Training deep neural networks with hundreds of layers can be a painstaking process, often taking weeks due to the sequential nature of the backpropagation learning method. While this process works on a single computer unit, it is challenging to parallelize across multiple systems, leading to long waiting times.
This issue escalates further when dealing with enormous neural networks involving hefty data amounts. Consequently, distributed deep learning has surged in popularity, with key solutions like GPipe, PipeDream, and Flower making a mark. These distributed training frameworks are optimized for speed, usability, cost, and size and promote advanced training methods for vast neural networks, such as data, pipeline, and model parallelism.
Another innovative method for training neural networks is the Forward-Forward (FF) technique presented by Hinton, notable for its local computation feature that cuts out dependencies and reduces idle time, communication, and synchronization—a contrast to the widely-used backpropagation.

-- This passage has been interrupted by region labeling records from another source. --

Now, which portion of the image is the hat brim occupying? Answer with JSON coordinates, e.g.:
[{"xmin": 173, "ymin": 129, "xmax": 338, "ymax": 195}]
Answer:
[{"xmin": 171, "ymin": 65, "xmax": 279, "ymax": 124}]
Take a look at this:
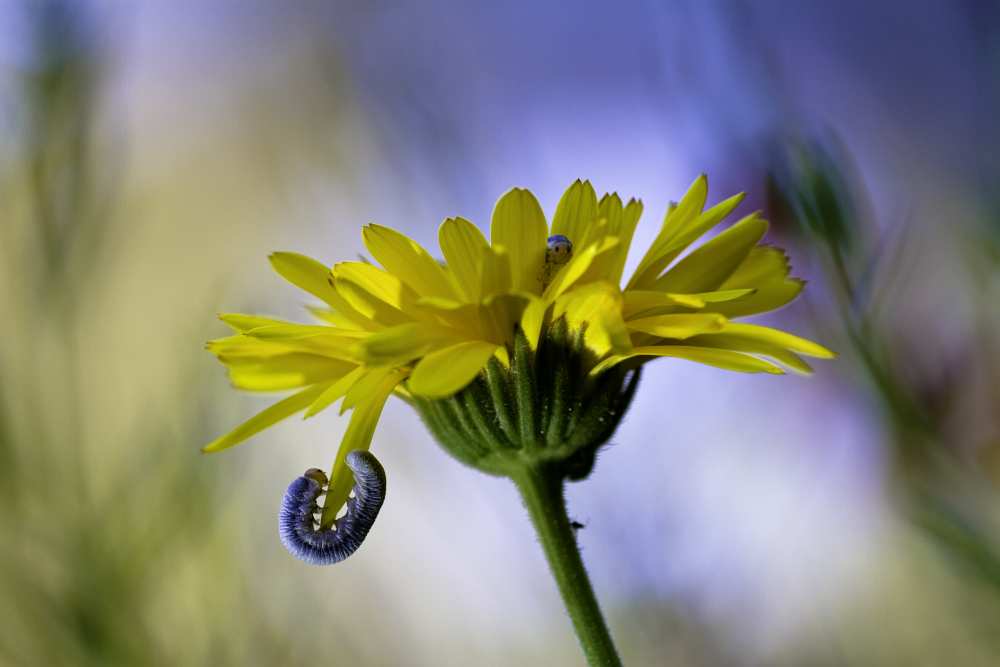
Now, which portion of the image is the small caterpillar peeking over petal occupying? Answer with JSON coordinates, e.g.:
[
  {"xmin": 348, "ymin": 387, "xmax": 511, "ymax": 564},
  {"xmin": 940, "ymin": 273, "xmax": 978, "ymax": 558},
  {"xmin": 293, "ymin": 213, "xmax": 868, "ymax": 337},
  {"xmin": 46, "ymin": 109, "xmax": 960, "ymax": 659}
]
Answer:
[
  {"xmin": 542, "ymin": 234, "xmax": 573, "ymax": 288},
  {"xmin": 278, "ymin": 450, "xmax": 385, "ymax": 565}
]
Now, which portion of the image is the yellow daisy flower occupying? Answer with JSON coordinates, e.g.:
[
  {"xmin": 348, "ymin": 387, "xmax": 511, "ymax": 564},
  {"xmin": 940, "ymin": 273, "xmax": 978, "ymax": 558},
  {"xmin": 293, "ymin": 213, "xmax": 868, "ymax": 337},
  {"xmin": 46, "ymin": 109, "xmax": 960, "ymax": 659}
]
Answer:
[{"xmin": 204, "ymin": 176, "xmax": 833, "ymax": 526}]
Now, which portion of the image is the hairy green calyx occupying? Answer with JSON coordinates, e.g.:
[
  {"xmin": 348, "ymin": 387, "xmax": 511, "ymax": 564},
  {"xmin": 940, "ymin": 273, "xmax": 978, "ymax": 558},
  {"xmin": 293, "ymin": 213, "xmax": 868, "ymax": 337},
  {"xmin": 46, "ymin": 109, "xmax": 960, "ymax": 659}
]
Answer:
[{"xmin": 415, "ymin": 319, "xmax": 639, "ymax": 480}]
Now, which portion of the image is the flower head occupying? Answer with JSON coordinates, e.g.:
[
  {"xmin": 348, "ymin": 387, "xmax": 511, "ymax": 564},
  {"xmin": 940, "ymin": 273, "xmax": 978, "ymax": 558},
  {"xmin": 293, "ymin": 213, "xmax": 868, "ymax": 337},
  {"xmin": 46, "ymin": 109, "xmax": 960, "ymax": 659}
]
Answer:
[{"xmin": 205, "ymin": 176, "xmax": 833, "ymax": 525}]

Recently, a study from Sabanci University introduced Pipeline Forward-Forward Algorithm (PFF), a new approach for training distributed neural networks using the FF. The PFF significantly eliminates idle time and achieves a higher usage rate of computational units, showcasing an improvement over traditional implementations with backpropagation and pipeline parallelism. It was found that PFF accomplishes the same accuracy level as FF but at a speed four times faster.
Furthermore, compared to the existing distributed FF (DFF), PFF displays 5% higher accuracy in 10% fewer epochs. PFF only transmits layer information (weights and biases) resulting in significantly less data sharing compared to DFF, reducing communication overheads.
The research team suggested several ways to enhance PFF. One being exchanging parameters between various layers after each batch, potentially refining weights to yield more precise results. Attempting this process, however, could increase communication overhead. Another consideration is PFF’s application in a Federated Learning system since it doesn’t share data with other nodes during model training.
Communication between nodes was established using sockets in the conducted experiments, adding communication overhead. Researchers recommend using a multi-GPU architecture to decrease the time needed for network training. Finally, the process can be improved by finding better ways to produce negative samples, which heavily influence the FF algorithm, thereby raising system performance.
The researchers hope that their work will bring about a new era in the field of Distributed Neural Network training with the successful implementation of PFF.